O silêncio voltou a ocupar a mesa. Nenhum dos dois precisava explicar o restante, porque ambos compreendiam exatamente o peso daquela frase. Dante respirou fundo antes de permitir um pequeno sorriso. Não era um sorriso de vitória. Nem de resignação. Era apenas o sorriso de alguém que, pela primeira vez em anos, deixava de imaginar respostas para finalmente ouvi-las.
— Eu precisava saber.
Theo assentiu.
— E agora sabe.
Dante permanece olhando para ele por alguns segundos e então sorri, mas não é um sorriso triste. É quase imperceptível. Como se tivesse acabado de confirmar uma tese.
— Obrigado.
Theo franze discretamente a testa.
— Pelo quê?
Dante termina o café, apoia a xícara sobre o pires e finalmente responde.
— Eu precisava saber se ainda existia alguma coisa.
Theo demora alguns segundos.
— E existe?
Dante não responde imediatamente, apenas o observa. Depois levanta-se, acerta discretamente o paletó da Armani e diz:
— Existe o suficiente.
Theo permanece imóvel.
— Não entendi.
Dante sorri novamente. Agora de maneira quase divertida.
— Eu conheço você, Theo.
Outra pausa.
— Você ainda não percebeu.
Theo sustenta o olhar.
— Percebi o quê?
Dante aproxima-se apenas o suficiente para que a resposta permaneça exclusivamente entre os dois.
— Que você ficou na defensiva durante a conversa inteira.
Silêncio.
— Você não faz isso com pessoas que já não significam nada.
Theo permanece olhando para ele. Sem resposta. Dante continua.
— Eu não vim aqui para pedir outra chance. Vim descobrir se ainda valia a pena lutar por ela.

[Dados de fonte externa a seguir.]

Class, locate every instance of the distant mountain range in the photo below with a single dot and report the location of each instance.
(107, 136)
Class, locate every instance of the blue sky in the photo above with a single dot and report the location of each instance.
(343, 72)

A pausa dura apenas um instante.
— E eu descobri.
Desta vez é Theo quem fica completamente sem reação. Porque Dante não pediu. Não implorou. Não insistiu. Ele apenas informou, como um advogado apresentando uma conclusão inevitável. Então estende a mão, levando Theo a aperta-la. O gesto é breve e educado, mas Dante percebe um detalhe:
Theo demora uma fração de segundo a mais para soltar sua mão. Qualquer outra pessoa ignoraria aquilo. Dante não. Jamais.

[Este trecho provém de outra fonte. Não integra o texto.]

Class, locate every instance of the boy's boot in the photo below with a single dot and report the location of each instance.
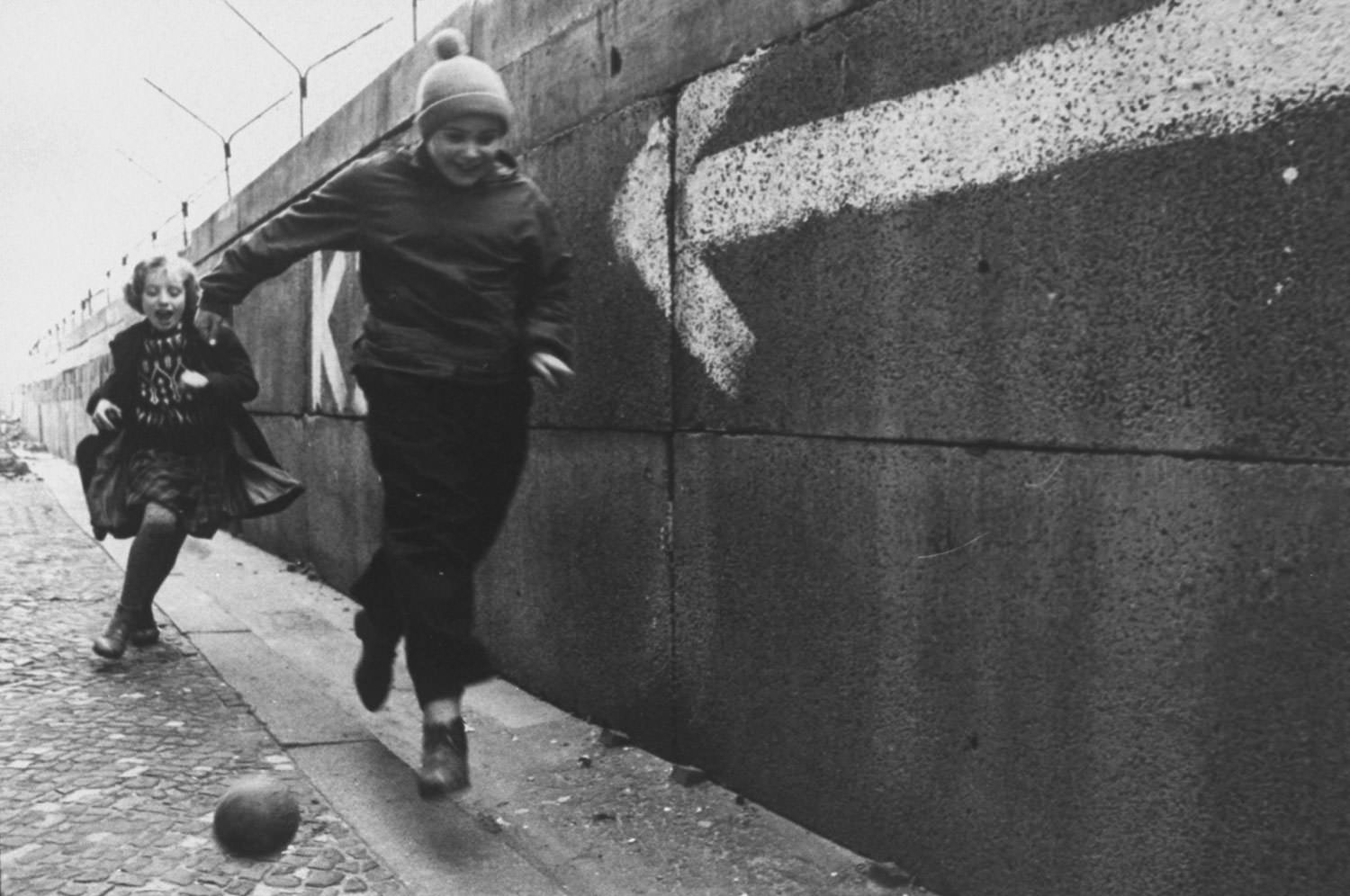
(112, 642)
(445, 760)
(375, 668)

Enquanto Theo atravessa o salão, Dante permanece parado. Não observa a porta. Observa Theo. A maneira como ele ajeita automaticamente o relógio no pulso. Como passa a mão pela barba antes de sair. Como evita olhar para trás. E, pela primeira vez naquela tarde, Dante sorri de verdade. Não porque tivesse recuperado Theo, longe disso, mas porque acabara de confirmar algo muito mais importante: Theo Montenegro ainda era incapaz de mentir para os outros, mas continuava sendo excelente em mentir para si mesmo.
Enquanto isso...
Do outro lado da cidade, Kiran deixava o metrô na estação Oscar Freire com os fones de ouvido pendurados no pescoço. A mochila da Adidas permanecia apoiada sobre um dos ombros, enquanto o celular vibrava pela terceira vez seguida dentro do bolso. Ele franziu a testa. A ligação vinha do mesmo número desconhecido.
Dessa vez, atendeu.
— Alô?
Durante alguns segundos, ninguém respondeu. Kiran já se preparava para desligar quando ouviu uma voz feminina, baixa, quase um sussurro.
— Se você realmente quer descobrir o que aconteceu com o seu irmão...

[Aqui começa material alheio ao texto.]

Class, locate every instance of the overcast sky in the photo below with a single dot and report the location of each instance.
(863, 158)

O coração acelerou instantaneamente. Ele teve que parar de andar. Ao redor, a cidade continuava seguindo seu ritmo indiferente.
— ...pare de fazer perguntas para as pessoas erradas.
A ligação foi encerrada. Kiran permaneceu imóvel, olhando para a tela apagada do celular. Não havia número. Não havia identificação. Nada. Apenas uma única certeza. Pela primeira vez desde o desaparecimento do irmão... Alguém acabara de admitir que sabia exatamente o que tinha acontecido.